Reading selected snippets to my DH who has a raging post-Twickers hangover (@Anyfucker, I particularly liked your’s). I totally empathise OP. You are not being unreasonable. My DH has many good points and I love him so, but his social life is essentially unchanged after DD, who is 3. Stag dos and all many ‘boys’ tours’, ‘German football tours’, ‘6 Nations double-headers’ (i.e. Paris then Rome in one weekend), FA Cup pilgrimages and Champions League juants. It drives me mad. He is away for two weekends in a row in May (admitedly one is a family wedding abroad that I can’t attend as too close to my due date but no suggestion that the rugby weekend after would be cancelled). He is a CF. He was in Dublin last weekend for the rugby but was annoyed yesterday that my hair appointment was eating into pre-match time.

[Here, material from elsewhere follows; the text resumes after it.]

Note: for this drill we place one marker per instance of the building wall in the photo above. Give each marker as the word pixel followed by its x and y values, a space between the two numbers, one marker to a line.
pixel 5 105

Needless to say he thinks your DH is being entirely reasonable!

Mummyoflittledragon · 18/03/2018 08:25

Of course he’s fine with you going away. Afterall, it’s hypothetical and therefore doesn’t have to deal with the actual reality. Too much in my book. There will be another sporting event. When you become a parent, you make choices. I’m chronically ill and dh does a couple of long weekends a year tops as I struggle to manage.

SomethingNastyInTheBallPool · 18/03/2018 08:25

I think it really depends why you’re not happy with it. If it’s because it’ll be a struggle to cope with children on your own then YANBU and he should understand. If it’s more just a feeling of “but you’ve just been away” and it’s simply bad timing that the two things he wants to do are so close together, then I think YABU.

Arrowfanatic · 18/03/2018 08:27

Providing we could afford it I wouldn't be bothered. Ironically I think if it were the other way around though my DH would have a problem with me going. I think it's just bad luck that it's all fallen at the same time. Sometimes we have months like that where a lot of events seem to match up.